The outlook for the Netherlands economy is still positive, the International Monetary Fund said in its annual report on the Netherlands. The IMF again raised concerns about the growth of wages in the country being smaller than other countries with comparable economies. Annual wage growth in the Netherlands is around 1 percent, too little to compensate for inflation, the IMF said, NOS and ANP report.

The IMF slightly reduced its economic growth estimate for the Netherlands from 3.2 percent to 3.1 percent for this year. Next year the Dutch economy is expected to grow by 2.4 percent, the same as previous estimates.

The Dutch economic recovery will continue for the time being, mainly thanks to increasing consumption and investment, according to the IMF. Though the fund warns of lurking risks like uncertainty about the Brexit and the emerging protectionism in the world. 

Inflation in the Netherlands is still low, partly because of the slow growth in wages. The IMF has that Dutch employees can benefit more from the growing economy. In February IMF member Thomas Dorsey also said that Dutch trade unions should fight harder for higher wages. 

Other issues raised by the IMF in February, are also mentioned in this report. The IMF notes that the Dutch housing market is stalled due to a lack of affordable rental housing.
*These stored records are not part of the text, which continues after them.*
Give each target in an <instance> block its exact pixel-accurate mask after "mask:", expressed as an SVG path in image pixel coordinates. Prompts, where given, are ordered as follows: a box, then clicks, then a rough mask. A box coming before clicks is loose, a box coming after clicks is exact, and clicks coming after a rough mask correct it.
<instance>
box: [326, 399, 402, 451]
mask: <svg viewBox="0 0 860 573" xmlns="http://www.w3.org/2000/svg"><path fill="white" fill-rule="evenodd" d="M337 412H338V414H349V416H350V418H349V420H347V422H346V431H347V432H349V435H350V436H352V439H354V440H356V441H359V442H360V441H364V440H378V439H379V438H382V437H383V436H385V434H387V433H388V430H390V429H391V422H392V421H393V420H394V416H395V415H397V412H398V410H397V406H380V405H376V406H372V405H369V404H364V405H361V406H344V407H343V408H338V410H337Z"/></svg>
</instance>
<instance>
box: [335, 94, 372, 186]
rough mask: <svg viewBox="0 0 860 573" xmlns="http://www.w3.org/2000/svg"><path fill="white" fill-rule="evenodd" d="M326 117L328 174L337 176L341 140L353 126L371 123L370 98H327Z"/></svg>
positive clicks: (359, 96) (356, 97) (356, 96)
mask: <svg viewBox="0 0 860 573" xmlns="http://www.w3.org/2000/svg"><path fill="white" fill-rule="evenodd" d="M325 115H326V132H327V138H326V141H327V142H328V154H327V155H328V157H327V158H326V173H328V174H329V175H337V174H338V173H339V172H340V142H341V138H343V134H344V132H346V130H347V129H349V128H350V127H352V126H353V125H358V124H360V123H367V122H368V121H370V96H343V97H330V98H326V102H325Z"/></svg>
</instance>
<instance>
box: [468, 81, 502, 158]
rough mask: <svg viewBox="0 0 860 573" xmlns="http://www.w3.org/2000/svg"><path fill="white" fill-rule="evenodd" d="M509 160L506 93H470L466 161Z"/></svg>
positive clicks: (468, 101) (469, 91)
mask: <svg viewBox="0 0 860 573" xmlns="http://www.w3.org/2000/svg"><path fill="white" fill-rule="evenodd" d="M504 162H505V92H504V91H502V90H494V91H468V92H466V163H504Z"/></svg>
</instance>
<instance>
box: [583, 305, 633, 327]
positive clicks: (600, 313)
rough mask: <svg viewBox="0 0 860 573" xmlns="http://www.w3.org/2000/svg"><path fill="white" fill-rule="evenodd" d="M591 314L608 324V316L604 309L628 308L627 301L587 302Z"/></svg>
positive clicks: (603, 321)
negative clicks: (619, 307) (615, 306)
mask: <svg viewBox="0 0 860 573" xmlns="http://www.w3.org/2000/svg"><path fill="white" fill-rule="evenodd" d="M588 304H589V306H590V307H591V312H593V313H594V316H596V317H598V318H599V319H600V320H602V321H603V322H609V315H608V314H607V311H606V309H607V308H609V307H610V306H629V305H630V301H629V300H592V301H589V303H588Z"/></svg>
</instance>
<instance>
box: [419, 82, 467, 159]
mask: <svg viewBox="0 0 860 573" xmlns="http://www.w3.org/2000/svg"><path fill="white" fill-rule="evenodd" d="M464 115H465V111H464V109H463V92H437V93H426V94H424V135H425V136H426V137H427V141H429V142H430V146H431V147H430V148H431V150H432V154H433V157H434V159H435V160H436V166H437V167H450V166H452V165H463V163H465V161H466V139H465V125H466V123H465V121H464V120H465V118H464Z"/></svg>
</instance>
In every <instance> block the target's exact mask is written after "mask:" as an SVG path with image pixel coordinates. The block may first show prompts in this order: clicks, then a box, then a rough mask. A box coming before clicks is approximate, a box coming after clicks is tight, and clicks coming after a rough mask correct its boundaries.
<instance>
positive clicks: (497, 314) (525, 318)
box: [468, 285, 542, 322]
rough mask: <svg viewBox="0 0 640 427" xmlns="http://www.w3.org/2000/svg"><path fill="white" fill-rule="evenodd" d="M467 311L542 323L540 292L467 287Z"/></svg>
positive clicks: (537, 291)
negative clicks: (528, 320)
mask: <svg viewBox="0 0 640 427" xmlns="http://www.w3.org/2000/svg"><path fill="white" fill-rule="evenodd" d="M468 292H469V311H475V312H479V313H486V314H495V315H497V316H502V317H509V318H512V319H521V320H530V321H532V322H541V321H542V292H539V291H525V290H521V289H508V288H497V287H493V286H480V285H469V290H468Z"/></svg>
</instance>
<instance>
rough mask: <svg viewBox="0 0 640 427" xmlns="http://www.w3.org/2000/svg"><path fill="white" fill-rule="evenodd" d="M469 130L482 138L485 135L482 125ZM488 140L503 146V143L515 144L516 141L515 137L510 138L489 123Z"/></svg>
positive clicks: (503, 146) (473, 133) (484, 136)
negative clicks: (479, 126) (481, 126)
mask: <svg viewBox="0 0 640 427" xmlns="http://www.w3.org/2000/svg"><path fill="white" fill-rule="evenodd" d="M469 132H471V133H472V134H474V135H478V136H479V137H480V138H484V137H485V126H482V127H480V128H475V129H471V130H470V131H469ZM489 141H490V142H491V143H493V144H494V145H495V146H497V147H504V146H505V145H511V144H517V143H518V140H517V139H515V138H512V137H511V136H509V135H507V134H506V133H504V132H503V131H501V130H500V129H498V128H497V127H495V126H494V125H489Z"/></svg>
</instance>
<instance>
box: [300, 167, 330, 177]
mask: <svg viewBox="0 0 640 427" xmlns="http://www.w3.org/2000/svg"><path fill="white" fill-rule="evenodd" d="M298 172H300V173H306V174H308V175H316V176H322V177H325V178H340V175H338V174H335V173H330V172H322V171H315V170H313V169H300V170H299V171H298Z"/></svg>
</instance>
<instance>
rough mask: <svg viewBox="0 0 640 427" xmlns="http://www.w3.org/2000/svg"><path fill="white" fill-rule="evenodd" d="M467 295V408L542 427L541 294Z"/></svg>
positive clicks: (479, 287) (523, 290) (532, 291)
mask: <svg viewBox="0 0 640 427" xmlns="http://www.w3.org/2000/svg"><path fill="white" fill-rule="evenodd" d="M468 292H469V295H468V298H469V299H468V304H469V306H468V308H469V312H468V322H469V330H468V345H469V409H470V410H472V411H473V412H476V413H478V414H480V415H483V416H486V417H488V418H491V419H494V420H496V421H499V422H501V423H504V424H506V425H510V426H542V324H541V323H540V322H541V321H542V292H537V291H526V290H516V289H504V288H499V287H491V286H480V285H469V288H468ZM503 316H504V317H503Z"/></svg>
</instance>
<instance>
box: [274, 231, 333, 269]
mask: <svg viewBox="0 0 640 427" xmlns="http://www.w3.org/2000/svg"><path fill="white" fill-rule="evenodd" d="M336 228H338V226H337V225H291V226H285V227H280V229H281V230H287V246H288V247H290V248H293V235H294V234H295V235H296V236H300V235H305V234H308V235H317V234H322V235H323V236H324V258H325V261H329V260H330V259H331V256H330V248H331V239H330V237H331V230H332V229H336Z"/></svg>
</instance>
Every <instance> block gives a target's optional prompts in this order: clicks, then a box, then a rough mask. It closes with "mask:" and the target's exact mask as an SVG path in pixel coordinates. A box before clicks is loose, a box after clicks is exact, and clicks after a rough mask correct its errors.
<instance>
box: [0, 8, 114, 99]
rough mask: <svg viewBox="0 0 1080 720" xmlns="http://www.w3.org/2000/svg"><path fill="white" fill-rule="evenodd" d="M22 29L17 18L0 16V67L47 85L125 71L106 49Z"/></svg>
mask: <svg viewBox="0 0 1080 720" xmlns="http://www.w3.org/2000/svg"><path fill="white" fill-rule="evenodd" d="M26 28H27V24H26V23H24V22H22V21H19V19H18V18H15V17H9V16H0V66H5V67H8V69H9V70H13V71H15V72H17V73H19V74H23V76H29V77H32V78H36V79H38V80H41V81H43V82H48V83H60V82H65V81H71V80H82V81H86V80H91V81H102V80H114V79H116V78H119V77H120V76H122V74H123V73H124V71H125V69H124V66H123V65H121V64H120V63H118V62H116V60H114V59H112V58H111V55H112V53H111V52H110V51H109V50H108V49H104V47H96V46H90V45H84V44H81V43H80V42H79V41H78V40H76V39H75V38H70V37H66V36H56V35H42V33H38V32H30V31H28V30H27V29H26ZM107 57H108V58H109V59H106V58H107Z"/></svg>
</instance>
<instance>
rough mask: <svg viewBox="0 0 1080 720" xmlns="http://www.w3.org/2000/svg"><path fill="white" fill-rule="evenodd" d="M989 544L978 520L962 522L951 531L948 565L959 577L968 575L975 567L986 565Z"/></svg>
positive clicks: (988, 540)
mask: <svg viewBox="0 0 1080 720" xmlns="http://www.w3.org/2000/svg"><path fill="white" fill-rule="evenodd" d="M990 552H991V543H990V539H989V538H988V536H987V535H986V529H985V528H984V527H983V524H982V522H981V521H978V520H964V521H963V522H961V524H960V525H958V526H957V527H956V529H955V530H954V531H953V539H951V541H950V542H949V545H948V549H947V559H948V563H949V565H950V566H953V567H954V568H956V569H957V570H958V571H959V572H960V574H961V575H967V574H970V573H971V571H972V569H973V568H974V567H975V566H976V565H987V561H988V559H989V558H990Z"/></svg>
The fund wants the housing market to be further reformed, for example by reducing the mortgage interest deduction more quickly and further reducing mortgage debt. The financial sector should work on expanding its buffers further in the coming years.

It is important that politicians speed up the reform of the pension system, according to the IMF. The pension system must be more transparent and pensions must be distributed more fairly between the generations. The IMF also notes that the growth of employment is mainly due to an increase in flexible employees - people working with temporary contracts and the self-employed. The IMF is therefore pleased that the government is looking into how to make permanent contracts more attractive for employers, and how to prevent the abuse of flexible workers. 

The IMF called it good that the Netherlands is working on preventing tax evasion by large multinationals, though it is still too early to assess what effect the measures announced by the government will have.